Einen Tag nachdem ein Teil eines US-Raketenangriffs das Dorf Jabo im Nordwesten Nigerias traf – nur wenige Meter von der einzigen medizinischen Einrichtung des Ortes entfernt –, herrschen unter den Bewohnern Schock und große Unsicherheit.
Suleiman Kagara, Einwohner der überwiegend muslimischen Bauerngemeinde im Bezirk Tambuwal im Bundesstaat Sokoto, schilderte gegenüber CNN, er habe gegen 22 Uhr am Donnerstag einen lauten Knall gehört und Flammen gesehen, als ein Geschoss über ihn hinwegflog.
Kurz darauf sei es eingeschlagen, habe beim Aufprall explodiert und Panik unter den Dorfbewohnern ausgelöst.
„Wir konnten die ganze Nacht nicht schlafen“, sagte Kagara. „So etwas haben wir noch nie erlebt.“
Was Kagara zu diesem Zeitpunkt nicht wusste: Es handelte sich um einen Teil eines US-Luftschlags, den Präsident Donald Trump später als „Weihnachtsgeschenk“ an Terroristen bezeichnete.
Noch am Donnerstag erklärte Trump, die USA hätten einen „mächtigen und tödlichen Schlag“ gegen ISIS-Kämpfer in der Region ausgeführt. Er warf ihnen vor, „unschuldige Christen auf eine Weise zu verfolgen und zu töten, wie man sie seit vielen Jahren, wenn nicht Jahrhunderten, nicht mehr gesehen hat“.
Das US Africa Command teilte mit, bei der Operation seien mehrere ISIS-Kämpfer „neutralisiert“ worden.
Doch Trumps Aussage sorgt in Jabo eher für Kopfschütteln.

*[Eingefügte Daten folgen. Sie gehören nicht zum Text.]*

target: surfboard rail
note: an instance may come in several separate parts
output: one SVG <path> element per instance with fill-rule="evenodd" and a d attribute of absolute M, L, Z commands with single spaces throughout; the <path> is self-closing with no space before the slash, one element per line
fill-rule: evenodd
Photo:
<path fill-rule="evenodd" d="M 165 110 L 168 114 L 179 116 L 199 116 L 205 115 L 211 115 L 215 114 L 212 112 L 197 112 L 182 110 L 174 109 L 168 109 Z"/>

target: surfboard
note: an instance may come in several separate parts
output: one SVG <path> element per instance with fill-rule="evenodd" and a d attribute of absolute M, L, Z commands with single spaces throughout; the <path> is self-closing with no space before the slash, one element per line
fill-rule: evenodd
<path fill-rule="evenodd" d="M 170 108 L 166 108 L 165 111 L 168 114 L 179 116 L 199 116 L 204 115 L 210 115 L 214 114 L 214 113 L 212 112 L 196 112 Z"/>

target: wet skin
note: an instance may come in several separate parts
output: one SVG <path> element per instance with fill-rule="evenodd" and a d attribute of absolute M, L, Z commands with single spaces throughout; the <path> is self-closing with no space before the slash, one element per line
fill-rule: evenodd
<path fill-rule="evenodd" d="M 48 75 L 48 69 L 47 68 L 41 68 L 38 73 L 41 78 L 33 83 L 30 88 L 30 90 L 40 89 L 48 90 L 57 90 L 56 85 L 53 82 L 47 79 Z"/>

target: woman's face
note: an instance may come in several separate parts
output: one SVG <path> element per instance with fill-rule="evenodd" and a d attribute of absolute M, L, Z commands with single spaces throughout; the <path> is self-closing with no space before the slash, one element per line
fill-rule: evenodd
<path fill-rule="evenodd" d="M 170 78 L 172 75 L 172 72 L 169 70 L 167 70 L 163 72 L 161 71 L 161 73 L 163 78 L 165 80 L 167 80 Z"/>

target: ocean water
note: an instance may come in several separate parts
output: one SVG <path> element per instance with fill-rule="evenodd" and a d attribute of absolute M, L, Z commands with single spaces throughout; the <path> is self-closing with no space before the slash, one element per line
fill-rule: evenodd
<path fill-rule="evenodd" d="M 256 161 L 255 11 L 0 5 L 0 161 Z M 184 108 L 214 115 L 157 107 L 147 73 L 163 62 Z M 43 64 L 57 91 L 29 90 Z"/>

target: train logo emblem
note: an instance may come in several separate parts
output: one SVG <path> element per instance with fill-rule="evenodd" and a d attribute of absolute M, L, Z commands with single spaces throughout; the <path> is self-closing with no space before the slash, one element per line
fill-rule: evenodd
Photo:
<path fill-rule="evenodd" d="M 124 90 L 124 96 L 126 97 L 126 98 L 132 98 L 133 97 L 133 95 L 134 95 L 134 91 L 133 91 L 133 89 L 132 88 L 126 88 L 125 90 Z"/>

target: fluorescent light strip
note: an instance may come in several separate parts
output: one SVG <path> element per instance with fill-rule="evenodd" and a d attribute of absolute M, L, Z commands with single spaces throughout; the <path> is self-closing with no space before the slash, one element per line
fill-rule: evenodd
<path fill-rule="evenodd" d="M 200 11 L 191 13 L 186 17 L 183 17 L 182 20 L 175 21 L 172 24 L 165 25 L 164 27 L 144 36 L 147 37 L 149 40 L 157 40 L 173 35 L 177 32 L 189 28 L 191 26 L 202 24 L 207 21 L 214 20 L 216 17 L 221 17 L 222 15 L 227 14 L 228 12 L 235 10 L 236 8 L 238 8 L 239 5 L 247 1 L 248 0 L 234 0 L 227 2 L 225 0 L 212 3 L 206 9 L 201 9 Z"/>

Zwar gibt es in Teilen des Bundesstaates Sokoto Probleme mit bewaffneten Gruppen wie der Lakurawa-Miliz – die von Nigeria wegen mutmaßlicher Verbindungen zum Islamischen Staat als Terrororganisation eingestuft wird –, doch in Jabo selbst ist laut Aussagen der Bevölkerung kein Terrorismus bekannt. Christen und Muslime leben dort offenbar friedlich zusammen.
„In Jabo sehen wir Christen als unsere Brüder“, sagte Kagara. „Wir haben keine religiösen Konflikte – wir hätten so etwas nicht erwartet.“
Auch Bashar Isah Jabo, Abgeordneter des Bezirks Tambuwal im Regionalparlament, betonte gegenüber CNN, das Dorf sei eine „friedliche Gemeinde“ ohne bekannte Aktivitäten von ISIS, Lakurawa oder anderen Extremistengruppen.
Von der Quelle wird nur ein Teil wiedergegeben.